I suppose I invest a lot in my career, perhaps too much. Instinctually I want to surround myself with lots of fun people and distract myself from frustrations, but this would not solve the underlying problem that I apparently do not know what to do with my own life. Is going out, meeting people, getting drunk, laughing and joking, romancing them… the whole point? Is that it? I’ve searched deep in myself to conclude that people are the be all and end-all. But you couldn’t just sit in a room with a group of people and talk forever without some stimulus, without something more.
I want to continue to work on improving myself physically, mentally, and spiritually, until such time as I have more of inkling on where to direct the next stage of my life. I must try to always remember to treat people with kindness, compassion, love, and respect. I must seek to uplift and inspire, not denigrate and disrespect.

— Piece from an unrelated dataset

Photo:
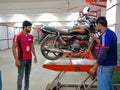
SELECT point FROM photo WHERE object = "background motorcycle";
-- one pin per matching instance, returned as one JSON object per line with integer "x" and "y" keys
{"x": 75, "y": 43}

It almost doesn’t really matter where you are… or what you’re doing… or who you are. If you can treat other people with love and compassion, in a mindful, serene way, perhaps all manner of good things can be accomplished. Perhaps they will feel good, and perhaps you will too.
In a way I’m worried about my own happiness far too much. I KNOW that this is an illusion, I KNOW that worrying about my own joy and happiness is the fastest way to assure it will be far from my side, and I KNOW that concerning myself with the happiness of others, conversely, will have the opposite effect. Still, if it would make others happy for me to spend my day working while they play video games, I’m not really sure what to make of that. Perhaps I’m overstating…
I am reminded of the 4 immeasurables, sublime attitudes, and I believe it would be ideal of me to incorporate these into my regular meditations, morning and night.
1. Loving Kindness
2. Empathetic Joy
3. Equinamity
4. Compassion
I will make these abodes home, soak mind in them til they are habitual. Til I reach for them as naturally as a child for their mother. Til every being around me feels the presence of the four in my very presence. Til my presence itself is pervasive among the entirety of reality, of which I am a part.